The Securities and Exchange Commission of Pakistan (SECP) is likely to harmonise the 'Takeover regulations' and the 'Takeover Law' to create a balance between the rights of the minority shareholders and investors. It is learnt that the SECP has suggested that the valuer of the property would also be held responsible in the event of litigation or an inquiry against the acquirer.
The proposed amendment would also remove the procedural issues between the 'Takeover regulations' and the 'Takeover Law'. Sources said that the proposed amendments in the Takeover Regulations have been finalised by the SECP, which are expected to be placed before the stakeholders in Karachi next month. They said that the Takeover Regulations would be amended by the SECP in consultation with the stakeholders and the SECP would move a summary to the Ministry of Finance for amendments in Takeover Law. The Takeover Law was introduced in the country in 2002, which offered little consideration to the minority shareholders at the time the listed company was acquired by an investor. The amendments were made in the law in 2008 which were too harsh for the investors and as a result the change of hands at the listed companies has not been up to the mark.
The likely amendments include changes in the offer size - the current law binds the acquirer to purchase up to 50 percent of the shares held by the individuals under the public offering. Other amendment related to the offer price and the pricing mechanism to determine the value of share held by the minority shareholders.
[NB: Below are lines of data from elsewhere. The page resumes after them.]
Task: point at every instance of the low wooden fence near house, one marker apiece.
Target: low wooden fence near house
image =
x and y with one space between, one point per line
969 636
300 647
The share value of underperforming companies is usually very low which gives negligible benefit of buyback to the minority shareholder.
These issues are expected to be discussed thoroughly at the roundtable in Karachi next week, while other key amendment includes easing the procedures to change the Manager to the offer if required by the acquirer so that the transaction can be made more transparent. The SECP has proposed measures to streamline the issue of chain acquisition- that is non-existent in the country.
Chain acquisition is the takeover of a listed company indirectly, which would be a subsidiary of a non-listed company acquired by an investor. Another amendment is fixing responsibilities of a Valuer as under the current laws the valuers are not covered for penalties or held accountable if the value of fixed assets including the infrastructure is determined at a lower than market rate. It has been proposed that a certificate has to be submitted by the acquirer and the valuaer jointly stating that the value of acquired asset are correct as per market norms.